Rep. Jinkins asked about the implementation of electronic health records (EHR) and Secretary Strange responded that that project is “out of scope, over budget, and off schedule.” DSHS does have a contract with Cerner but is in dispute resolution over the deliverables.
Sean Murphy, Chief Safety and Security Office at Western State Hospital, explained the physical environment citations were the result of an aging facility and a lack of resources. Solving one problem often reveals or causes another issue.
“Every time we overturned a rock, we found another 800-pound gorilla underneath the rock to fight related to the physical plant,” said Murphy.
During a tour of Western State Hospital, the committee members learned that hospital staff do not take the elevators to prevent them from wearing out. Although the elevators are routinely inspected and are deemed safe, the majority were built in the 1955 and are well past their 20-25 year life spans.
Since CMS is no longer providing oversight and regulation for Western State Hospital, DSHS has worked to ensure proper oversight and regulation is provided. DSHS has expanded the Governing Board and external monitoring and auditing are still taking place absent CMS’s oversight.
In order to regain federal certification, DSHS has to correct all the deficiencies at Western State Hospital that were identified in CMS’s report. Then DSHS can begin the re-certification process with CMS, which includes two full surveys of the facility.
There must be a year between the two surveys.
Ken Taylor, the Assistant Secretary of the Behavioral Health Administration at DSHS, explained the process and next steps to the committee.

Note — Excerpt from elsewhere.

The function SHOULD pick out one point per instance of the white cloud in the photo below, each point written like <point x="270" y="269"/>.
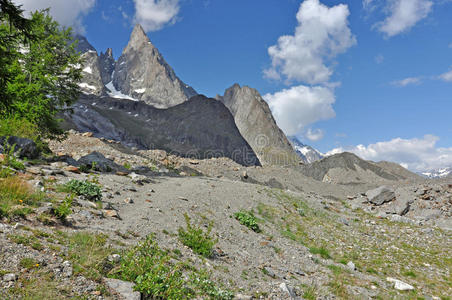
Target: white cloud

“In order for us to become certified we work from the list that’s in the most recent report from CMS. We have to verify to CMS’s approval that we have corrected all those deficiencies that were identified. They decide, of course, whether or not we’ve done that. We then submit an application. Then, they begin a process to basically validate whether or not we should become a member and have a provider number once again. So, they will come out, they will do a site visit once they’ve agreed we have corrected all of the deficiencies. They will conduct a full survey of all 26 Conditions of Participation. Assuming that we successfully pass that, about a one-year time frame will pass, and they will come back and do a second full survey to make certain that we are still in compliance and only after the second full survey is completed will we once again be a provider…
“A lot of the timing will be determined by which of the various buildings that you saw this morning we can bring to current levels of code. Once we know that, we can make the necessary repairs or improvements to those buildings. But only after we’ve completed those steps can we really begin the application process…
“We’re working with our consultants now to determine which of the many buildings that you saw might be the ones that would be most logical to bring forward to CMS for certification. We don’t know that but we’re working to determine that right now. Nor do we know the cost associated with whatever repairs or upgrades need to be made. So, there’s a variety of options that are on the table. We could in theory be talking about certifying the entire hospital, we could in theory be talking about certifying certain wards in the hospital, certain segments in the hospital. There’s a number of different ways we might chose to approach this, really based I think largely on the economics, so we’ll see about that. When you have 58 buildings I believe that are 80 years of age or older, it presents some enormous challenges.”
Taylor said it might not be possible or economically feasible to get all buildings up to code. There is also no clear timeline for how long it will take to Western State Hospital to become re-certified.
“The issue is we need to know whether it’s worth investing the money in the facility. That’s really the bottom line,” said Representative Eileen Cody.